East of Eden God conjured a garden for Adam to walk in and planted it with all the most beautiful and fertile trees and plants he had created, and, as a last burst of creation, God added Eve. And this, I think as I go about my measuring and plumbing for depth, was the creation of the world.
God’s lust for invention waned after that. He was tired, and sat back and watched everything that he had made.
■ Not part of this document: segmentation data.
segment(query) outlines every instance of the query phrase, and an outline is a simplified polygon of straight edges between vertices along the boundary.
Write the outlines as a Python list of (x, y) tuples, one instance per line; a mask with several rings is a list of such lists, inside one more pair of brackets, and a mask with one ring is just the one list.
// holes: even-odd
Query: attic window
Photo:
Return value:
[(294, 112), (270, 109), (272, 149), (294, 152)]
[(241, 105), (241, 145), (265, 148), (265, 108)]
He threw Adam and Eve out of the garden and set them to wander across Eden and into the world and have children, but still man disappointed him. Then God went back to the beginning, to water. Water was God’s great love, the first thing, the dry land only a second thought. So when he decided to rid the world of the evil of man it was water God turned to. In his rage he opened the floodgates of heaven and let the fountains of the deep pour over the earth. He made it rain unceasingly until all the earth was covered in water, men and children and women whirled away in the flood until only a few were left. Just in time he repented and ordered a ship made, men and animals saved, a voyage and a settling on Mount Ararat.